I took a deep breath and did a 3-second scenario assessment: this is not his fault entirely, I knew he had a GF, I knew he likes me. We are both tipsy and alone in the car. I could have gone home with Ella, but i didnt. I sent all the right signals for him. No need to get emotional here. He is a good guy nonetheless, just tell him as it is.
When he finished, he went back and looked very guilty. He held my hand and stared at the steering wheel. "sorry about that" was all he could say.
I said "let's go home na, really getting late na, I think someone is starting to look for you....".
He looked at me and said "...ok....thanks for being here with me....hope we can be really good friends after the tequilla wears off"
I said "let's be friends.....let's be good friends....let's just not try to be something that we are not ...i hope you know what I mean..."

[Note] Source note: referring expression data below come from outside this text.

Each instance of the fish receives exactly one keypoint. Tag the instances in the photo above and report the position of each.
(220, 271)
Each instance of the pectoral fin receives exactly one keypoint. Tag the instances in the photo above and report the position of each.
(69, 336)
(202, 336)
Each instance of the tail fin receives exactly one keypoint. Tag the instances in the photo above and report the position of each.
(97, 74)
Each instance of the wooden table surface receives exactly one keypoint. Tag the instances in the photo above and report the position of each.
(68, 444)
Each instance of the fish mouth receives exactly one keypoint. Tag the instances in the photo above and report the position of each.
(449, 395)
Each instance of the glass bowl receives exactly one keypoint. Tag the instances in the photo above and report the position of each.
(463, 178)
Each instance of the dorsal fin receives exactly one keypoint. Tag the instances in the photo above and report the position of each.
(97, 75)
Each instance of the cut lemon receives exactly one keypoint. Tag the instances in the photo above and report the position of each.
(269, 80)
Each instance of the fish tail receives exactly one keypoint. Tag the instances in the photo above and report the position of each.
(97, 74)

"yeah.....I understand.....but sometimes..... there are things that you cant really fight off..." he said.
"I know, but let's not forget other people hooked up into this" I answered
"tagal na rin kayo right? don't let one tipsy night ruin things for you" I continued.
"we're 3 months na ....you had a boyfirned then right?, saw him picked you up before" he replied.

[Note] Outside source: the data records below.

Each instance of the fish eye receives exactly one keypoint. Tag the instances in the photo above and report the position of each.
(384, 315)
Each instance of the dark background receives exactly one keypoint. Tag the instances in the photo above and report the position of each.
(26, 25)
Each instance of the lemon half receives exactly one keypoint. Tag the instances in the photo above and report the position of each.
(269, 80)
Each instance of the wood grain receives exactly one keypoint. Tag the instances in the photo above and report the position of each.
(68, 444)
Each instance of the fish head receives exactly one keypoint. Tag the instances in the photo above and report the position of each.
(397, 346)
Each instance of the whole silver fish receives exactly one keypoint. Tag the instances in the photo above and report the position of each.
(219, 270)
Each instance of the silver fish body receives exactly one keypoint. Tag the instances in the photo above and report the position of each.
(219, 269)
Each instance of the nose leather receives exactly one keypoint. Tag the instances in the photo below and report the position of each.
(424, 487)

Oh my, timing was really not on our side. But what can I do?
"Ok,..Paul...we both know we like each other,.....but you are taken now..., I realized now that I dont want to become miss third wheel. I thought I could. Maybe its not really meant to be"
He answered, "I know....now I feel so happy and confused at the same time.....I just really like you eversince.......fate is really playing with us......just dont cut me off yet...let's enjoy each other's company as friends"
With that he started driving me home. He still holds my hand while he drives. I allowed him.
We continued talking about seing each other again and about the next launching. I didnt give any commitment but said I'll think about it.
When we reached my place, I gave him a kiss on the cheek. He hugged me ever so softly. He said "please let me kiss you..."
Then he backed away and with both hands he is slowly pulling my face closer to him. I held both his cheeks as well....and kissed his cheeks slowly...keeping his lips away from my lips... i stayed on his left side and didnt move ....our cheeks are leaning against each other....he is giving me soft kisses on the cheeks.....and i begin to do the same...my lips are touching his cheeks now.....then....I slowly moved them closer to his lips and......let go. I didnt kiss his lips but the corners of our lips touched.
He leaned back, looked at me and smiled.
I said "good night and thanks for the night". I got out of the car and walked to my gate. That was my final signal for the night.
I'm not sure If I did the right thing.